今月から各グループ別の懇談会がスタートした。水曜第2グループがスピーカーの花井さんの体調不良で急遽中止になったのは残念であるが残る3つのグループの熱心な懇談会の雰囲気が伝わってくる。それぞれ新たな分野への挑戦の熱意に敬意を表したい。
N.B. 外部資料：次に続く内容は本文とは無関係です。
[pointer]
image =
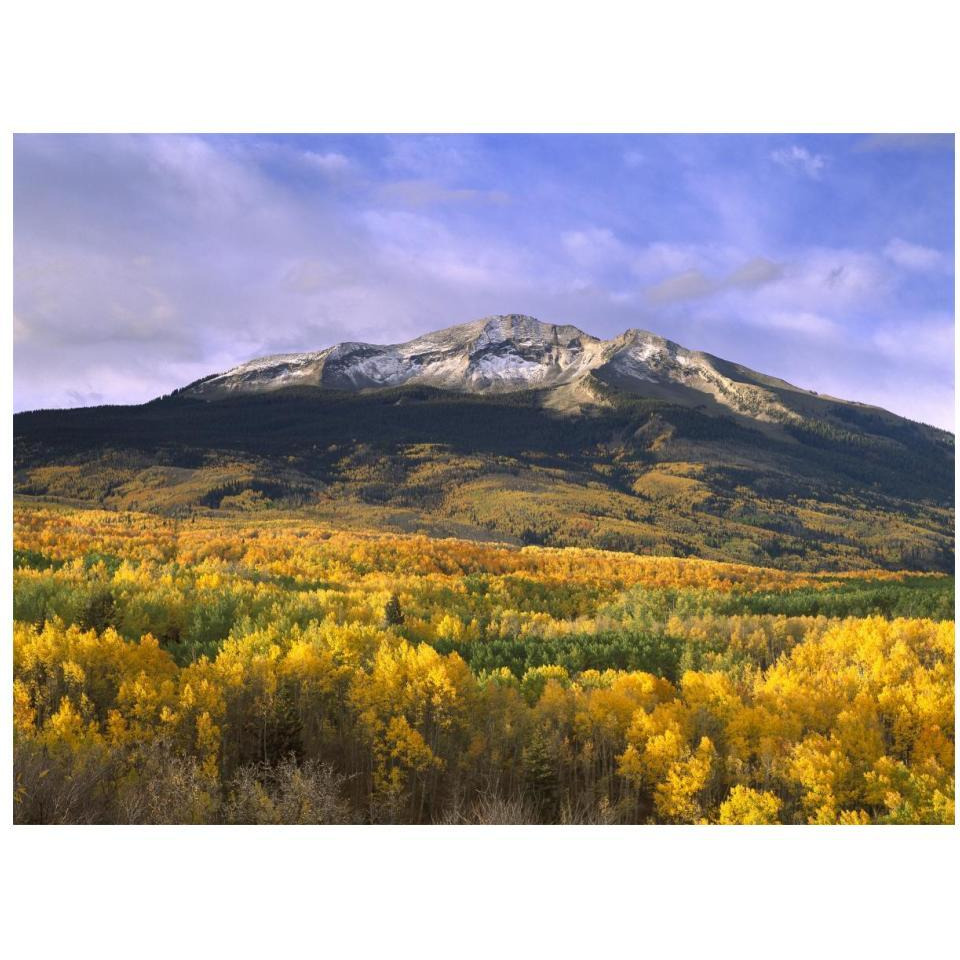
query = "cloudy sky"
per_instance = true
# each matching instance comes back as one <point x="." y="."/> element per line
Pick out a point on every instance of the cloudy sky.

さて、編集子はテレコム(ITU主催の通信関係の展示会・4年毎にジュネーブで開催)視察の足を伸ばして、モネ(1840〜1926)のアトリエを訪問した。パリから車で1時間余のジベルニーという村にある。モネ自身が列車の車窓からの美しさに魅せられて43歳から住み着くことになったというだけあってセーヌ川沿いに自然が豊かな田園風景が広がる。モネが亡くなった後しばらく荒れていたが最近庭園と共に整備し公開したという。もう睡蓮の時期は過ぎていたがそれでも日本人の協力で見事な花を咲かすことができた池の片隅にわずかに咲いていた。モネは大変な日本びいきで、アトリエにはモネに大きな影響を与えた浮世絵もたくさん展示されていた。パリ万博に日本から出展した美術工芸品はほとんどがパリで売却されたというから、結構たくさん日本の第一級の作品がヨーロッパの美術愛好家の手に渡ったようだ。文化の交流が新たな文化を生み、花咲かせる実例に触れることができた。維新の人の気概を感じると共に愛知万博が後世の人に何を残せるか、万博の意義を改めて考えさせられた。